Is radon exposure a hazard in your workplace?
Did you know that radon is a naturally occurring gas that can increase the risk of lung cancer? And did you know that it can be found in indoor workplaces? Find out if your workplace contains radon by participating in a study that’s underway!
Radon is a colourless, odourless and tasteless gas that results from the breakdown of uranium in soil and rock. Basements, crawlspaces, and underground facilities may pose a higher risk of exposure since radon enters buildings through cracks in the foundation, pipe openings, and other places where the building has contact with and is open to the ground. Radon levels on the main floor of buildings may also be elevated if there is an entry point (e.g. cracks in the concrete slab) and ventilation is poor.
A group of researchers has launched a project measuring the levels of radon gas in small to medium sized workplaces in Ontario. Project results will help the researchers determine where levels are higher and what factors, such as building type and size, influence radon levels. This work will also help the researchers better understand how to target radon reduction efforts.
If your workplace is located in any of these 10 communities, you may be eligible to participate:
- Elliot Lake
Why should my workplace participate?
Testing is the only way to know if radon levels in your workplace are higher than the Health Canada/WHO guidelines. If so, your employees may be at risk of lung cancer. Your workplace's participation also presents an opportunity to contribute to scientific research in Canada and further our knowledge of radon.
Participants will receive free radon testing.
The monitors will remain in place for three months.

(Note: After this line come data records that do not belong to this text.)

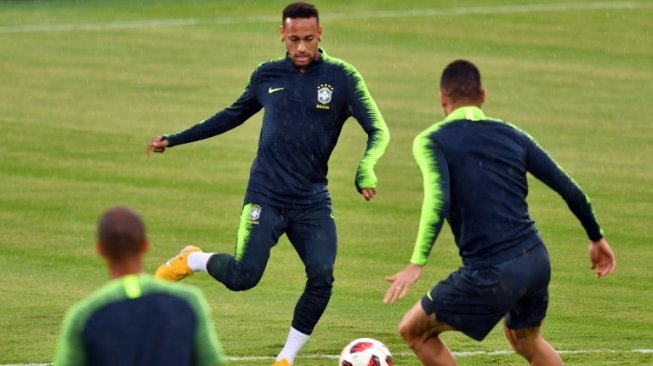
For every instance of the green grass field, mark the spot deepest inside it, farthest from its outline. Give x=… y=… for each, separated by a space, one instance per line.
x=85 y=85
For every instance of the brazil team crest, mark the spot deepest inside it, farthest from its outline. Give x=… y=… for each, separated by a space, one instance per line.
x=255 y=213
x=324 y=94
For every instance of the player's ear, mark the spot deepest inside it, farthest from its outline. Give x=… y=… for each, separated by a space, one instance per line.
x=443 y=99
x=483 y=95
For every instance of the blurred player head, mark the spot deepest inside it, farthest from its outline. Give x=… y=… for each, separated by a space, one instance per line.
x=301 y=32
x=121 y=238
x=460 y=85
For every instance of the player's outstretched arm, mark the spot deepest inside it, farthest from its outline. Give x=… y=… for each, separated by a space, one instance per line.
x=158 y=145
x=401 y=281
x=602 y=257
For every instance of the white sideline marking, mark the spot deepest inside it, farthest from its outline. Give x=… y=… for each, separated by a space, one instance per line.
x=184 y=22
x=407 y=354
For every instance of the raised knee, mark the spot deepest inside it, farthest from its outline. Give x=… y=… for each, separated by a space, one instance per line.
x=244 y=281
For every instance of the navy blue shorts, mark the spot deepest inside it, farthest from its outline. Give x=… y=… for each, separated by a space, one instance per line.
x=473 y=300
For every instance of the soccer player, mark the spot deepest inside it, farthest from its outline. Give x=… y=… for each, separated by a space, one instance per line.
x=474 y=173
x=135 y=319
x=307 y=96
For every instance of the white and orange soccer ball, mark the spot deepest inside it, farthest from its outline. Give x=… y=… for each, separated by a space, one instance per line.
x=365 y=352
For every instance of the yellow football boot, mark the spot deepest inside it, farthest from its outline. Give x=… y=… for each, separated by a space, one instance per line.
x=176 y=269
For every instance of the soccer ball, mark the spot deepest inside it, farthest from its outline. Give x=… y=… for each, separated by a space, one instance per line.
x=365 y=352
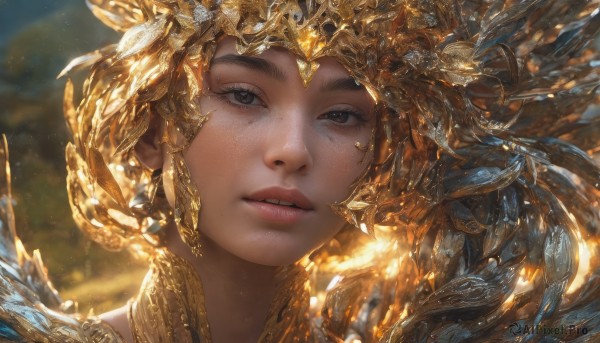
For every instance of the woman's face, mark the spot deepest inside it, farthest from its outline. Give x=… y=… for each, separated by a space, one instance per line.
x=274 y=154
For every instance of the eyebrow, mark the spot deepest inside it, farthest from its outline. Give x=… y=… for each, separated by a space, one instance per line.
x=259 y=64
x=345 y=84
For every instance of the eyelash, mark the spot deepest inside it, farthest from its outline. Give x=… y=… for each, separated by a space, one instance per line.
x=226 y=92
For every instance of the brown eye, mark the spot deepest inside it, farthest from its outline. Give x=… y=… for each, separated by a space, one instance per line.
x=338 y=117
x=244 y=97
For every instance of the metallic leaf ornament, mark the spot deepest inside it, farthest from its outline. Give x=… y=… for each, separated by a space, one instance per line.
x=478 y=217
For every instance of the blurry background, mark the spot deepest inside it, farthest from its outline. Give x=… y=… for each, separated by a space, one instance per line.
x=37 y=39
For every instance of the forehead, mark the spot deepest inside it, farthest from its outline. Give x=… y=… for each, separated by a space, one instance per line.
x=285 y=60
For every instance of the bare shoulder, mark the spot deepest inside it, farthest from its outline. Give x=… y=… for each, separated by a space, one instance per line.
x=117 y=319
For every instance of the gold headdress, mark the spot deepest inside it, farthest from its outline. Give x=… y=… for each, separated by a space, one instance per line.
x=481 y=221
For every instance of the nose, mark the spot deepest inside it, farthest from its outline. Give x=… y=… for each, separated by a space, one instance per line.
x=288 y=144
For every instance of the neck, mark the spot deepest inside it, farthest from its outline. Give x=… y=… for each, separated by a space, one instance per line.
x=237 y=293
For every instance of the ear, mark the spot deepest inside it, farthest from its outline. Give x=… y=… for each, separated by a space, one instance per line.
x=148 y=148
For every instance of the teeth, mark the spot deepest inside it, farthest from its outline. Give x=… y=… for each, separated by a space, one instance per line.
x=279 y=202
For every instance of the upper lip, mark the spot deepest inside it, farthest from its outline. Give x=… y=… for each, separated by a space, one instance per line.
x=283 y=194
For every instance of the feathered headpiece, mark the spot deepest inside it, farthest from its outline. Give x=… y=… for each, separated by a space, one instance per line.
x=481 y=194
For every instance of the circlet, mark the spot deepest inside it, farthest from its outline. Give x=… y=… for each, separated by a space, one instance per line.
x=479 y=210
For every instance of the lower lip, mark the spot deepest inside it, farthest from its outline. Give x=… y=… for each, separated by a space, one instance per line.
x=278 y=214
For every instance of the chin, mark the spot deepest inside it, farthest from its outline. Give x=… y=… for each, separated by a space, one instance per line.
x=275 y=257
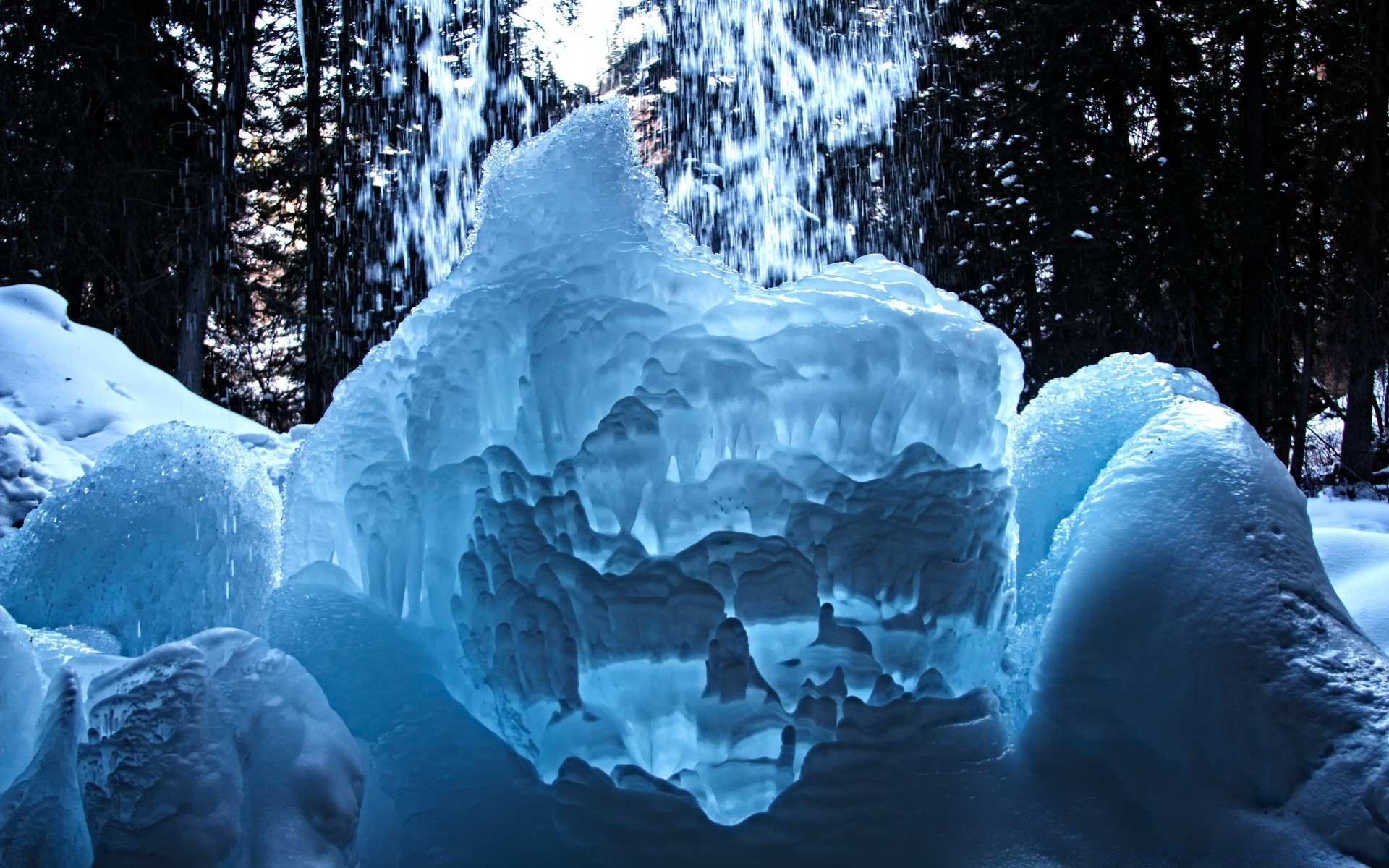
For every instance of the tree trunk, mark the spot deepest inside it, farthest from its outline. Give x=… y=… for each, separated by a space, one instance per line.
x=317 y=353
x=1252 y=232
x=1367 y=352
x=211 y=249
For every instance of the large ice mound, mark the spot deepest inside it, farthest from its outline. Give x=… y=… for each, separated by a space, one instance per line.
x=1198 y=658
x=174 y=531
x=214 y=750
x=671 y=519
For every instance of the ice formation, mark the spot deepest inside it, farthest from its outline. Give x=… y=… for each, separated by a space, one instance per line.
x=175 y=529
x=216 y=750
x=1354 y=543
x=608 y=550
x=674 y=519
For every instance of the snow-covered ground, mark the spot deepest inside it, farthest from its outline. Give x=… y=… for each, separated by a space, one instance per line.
x=69 y=391
x=1354 y=542
x=608 y=557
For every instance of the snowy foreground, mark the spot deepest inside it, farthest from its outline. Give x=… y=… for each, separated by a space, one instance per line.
x=613 y=558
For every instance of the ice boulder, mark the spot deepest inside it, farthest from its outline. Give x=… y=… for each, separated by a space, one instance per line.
x=673 y=520
x=21 y=691
x=1198 y=659
x=217 y=750
x=214 y=750
x=85 y=389
x=42 y=822
x=174 y=531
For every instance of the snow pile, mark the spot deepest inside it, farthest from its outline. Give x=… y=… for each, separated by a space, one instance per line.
x=674 y=520
x=217 y=750
x=175 y=529
x=67 y=392
x=608 y=548
x=1058 y=448
x=1071 y=430
x=1354 y=540
x=31 y=467
x=1198 y=658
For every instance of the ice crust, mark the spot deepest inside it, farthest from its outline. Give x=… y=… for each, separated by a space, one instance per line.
x=174 y=531
x=214 y=750
x=69 y=392
x=631 y=481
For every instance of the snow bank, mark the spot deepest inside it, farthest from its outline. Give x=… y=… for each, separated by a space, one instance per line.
x=1354 y=540
x=81 y=386
x=1198 y=656
x=175 y=529
x=1070 y=431
x=673 y=519
x=69 y=391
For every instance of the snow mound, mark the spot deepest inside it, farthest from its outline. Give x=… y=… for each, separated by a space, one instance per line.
x=214 y=750
x=31 y=469
x=69 y=391
x=81 y=386
x=1198 y=656
x=175 y=529
x=673 y=519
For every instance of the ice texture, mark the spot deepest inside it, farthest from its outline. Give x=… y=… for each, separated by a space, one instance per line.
x=1198 y=658
x=214 y=750
x=42 y=821
x=670 y=514
x=217 y=750
x=174 y=531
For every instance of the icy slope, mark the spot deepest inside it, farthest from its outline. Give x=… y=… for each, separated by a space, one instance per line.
x=67 y=392
x=673 y=519
x=174 y=531
x=1354 y=542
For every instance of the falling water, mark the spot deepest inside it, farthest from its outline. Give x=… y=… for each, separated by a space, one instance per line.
x=765 y=89
x=759 y=95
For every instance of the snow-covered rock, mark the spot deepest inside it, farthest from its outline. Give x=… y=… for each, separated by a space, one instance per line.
x=668 y=513
x=69 y=391
x=1354 y=540
x=1197 y=656
x=174 y=531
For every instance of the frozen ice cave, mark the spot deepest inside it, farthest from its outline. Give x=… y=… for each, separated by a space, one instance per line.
x=674 y=520
x=608 y=557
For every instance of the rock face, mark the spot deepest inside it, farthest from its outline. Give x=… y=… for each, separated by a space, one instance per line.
x=628 y=480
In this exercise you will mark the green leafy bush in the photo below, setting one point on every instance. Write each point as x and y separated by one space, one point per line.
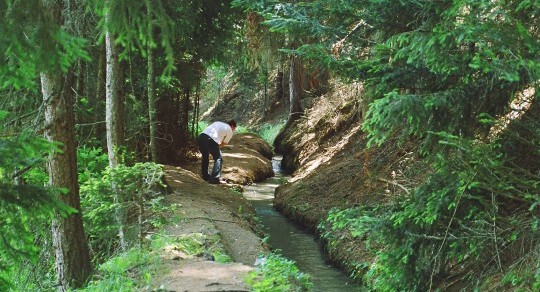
138 189
474 210
276 273
129 271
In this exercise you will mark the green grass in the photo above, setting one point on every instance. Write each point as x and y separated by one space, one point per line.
127 271
277 273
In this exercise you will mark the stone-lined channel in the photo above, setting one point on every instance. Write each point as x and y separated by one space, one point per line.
295 242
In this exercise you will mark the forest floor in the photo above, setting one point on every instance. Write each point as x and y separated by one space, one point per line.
218 218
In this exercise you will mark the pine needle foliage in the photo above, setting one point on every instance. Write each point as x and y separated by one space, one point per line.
444 73
23 205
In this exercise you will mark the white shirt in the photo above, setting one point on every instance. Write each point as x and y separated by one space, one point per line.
219 132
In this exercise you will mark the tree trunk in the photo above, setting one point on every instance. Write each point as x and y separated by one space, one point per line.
72 261
184 118
100 96
295 110
152 102
112 120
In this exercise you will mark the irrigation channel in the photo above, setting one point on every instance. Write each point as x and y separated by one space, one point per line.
295 242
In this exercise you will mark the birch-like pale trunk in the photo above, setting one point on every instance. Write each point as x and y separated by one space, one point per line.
295 110
112 121
152 102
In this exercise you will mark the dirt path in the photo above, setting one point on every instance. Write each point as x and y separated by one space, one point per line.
220 217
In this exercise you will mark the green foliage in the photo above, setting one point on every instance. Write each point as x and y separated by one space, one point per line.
32 42
91 162
25 207
127 271
276 273
221 257
135 185
269 132
460 216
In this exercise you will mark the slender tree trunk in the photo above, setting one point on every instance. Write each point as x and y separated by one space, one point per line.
72 262
100 95
152 102
195 117
295 110
72 259
112 120
184 118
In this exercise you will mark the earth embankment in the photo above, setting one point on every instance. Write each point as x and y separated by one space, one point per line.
218 217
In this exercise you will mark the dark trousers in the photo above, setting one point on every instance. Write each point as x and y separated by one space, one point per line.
208 146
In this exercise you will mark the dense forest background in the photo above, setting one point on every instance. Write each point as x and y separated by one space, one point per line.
94 93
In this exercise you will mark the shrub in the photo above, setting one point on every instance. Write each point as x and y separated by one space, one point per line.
276 273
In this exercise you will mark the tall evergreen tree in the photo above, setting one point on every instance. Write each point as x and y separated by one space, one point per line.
72 264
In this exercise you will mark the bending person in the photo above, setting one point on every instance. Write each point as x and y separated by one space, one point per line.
214 136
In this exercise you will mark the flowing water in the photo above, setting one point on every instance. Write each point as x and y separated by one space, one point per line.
295 242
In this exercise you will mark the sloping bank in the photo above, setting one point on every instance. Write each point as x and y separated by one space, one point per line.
213 243
332 169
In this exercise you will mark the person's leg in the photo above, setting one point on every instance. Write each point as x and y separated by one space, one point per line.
213 148
203 148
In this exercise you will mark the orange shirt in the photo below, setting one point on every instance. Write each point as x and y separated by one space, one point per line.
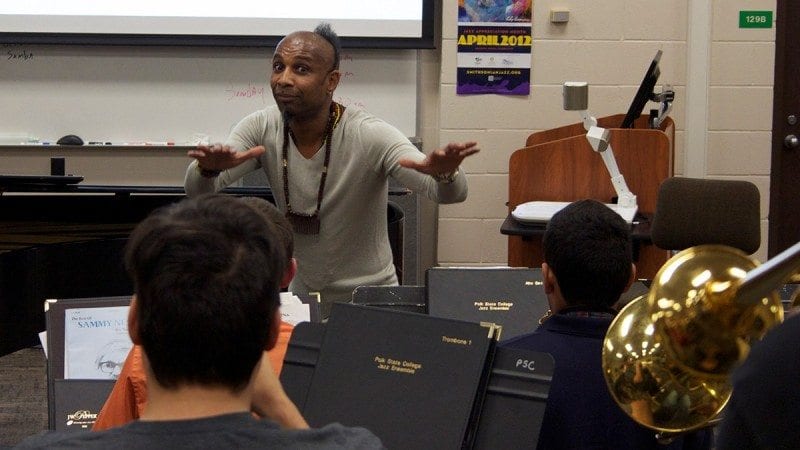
129 395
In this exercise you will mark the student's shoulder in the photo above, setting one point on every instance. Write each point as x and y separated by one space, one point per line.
333 436
62 439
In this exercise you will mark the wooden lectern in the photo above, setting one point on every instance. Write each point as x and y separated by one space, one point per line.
560 165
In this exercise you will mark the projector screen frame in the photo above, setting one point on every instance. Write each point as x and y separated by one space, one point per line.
425 41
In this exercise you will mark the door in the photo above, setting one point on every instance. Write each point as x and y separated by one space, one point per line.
784 204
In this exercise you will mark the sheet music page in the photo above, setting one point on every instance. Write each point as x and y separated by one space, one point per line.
293 311
96 342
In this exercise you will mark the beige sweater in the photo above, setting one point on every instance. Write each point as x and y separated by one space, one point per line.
352 248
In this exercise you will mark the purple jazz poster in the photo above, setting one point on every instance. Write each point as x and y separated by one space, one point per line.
494 47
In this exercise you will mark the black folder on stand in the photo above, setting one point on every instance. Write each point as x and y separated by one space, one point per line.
413 380
512 297
326 375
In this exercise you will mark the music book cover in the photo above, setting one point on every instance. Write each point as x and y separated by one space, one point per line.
415 381
400 298
512 297
78 402
56 315
96 342
516 397
300 360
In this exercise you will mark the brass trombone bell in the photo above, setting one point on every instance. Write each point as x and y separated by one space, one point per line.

They are safe, do not emit radiation, are silent and do not require power.
Workplaces can withdraw from the project at any time. Results for individual locations will be kept private. The researchers will publish only high-level information, such as average radon levels for the entire health region. For workplaces with elevated levels, the researchers will share resources on how they can be reduced.
Who is leading this study?
This project is being conducted by researchers from the Occupational Cancer Research Centre, University of Toronto, Simon Fraser University, and the Radiation Safety Institute of Canada.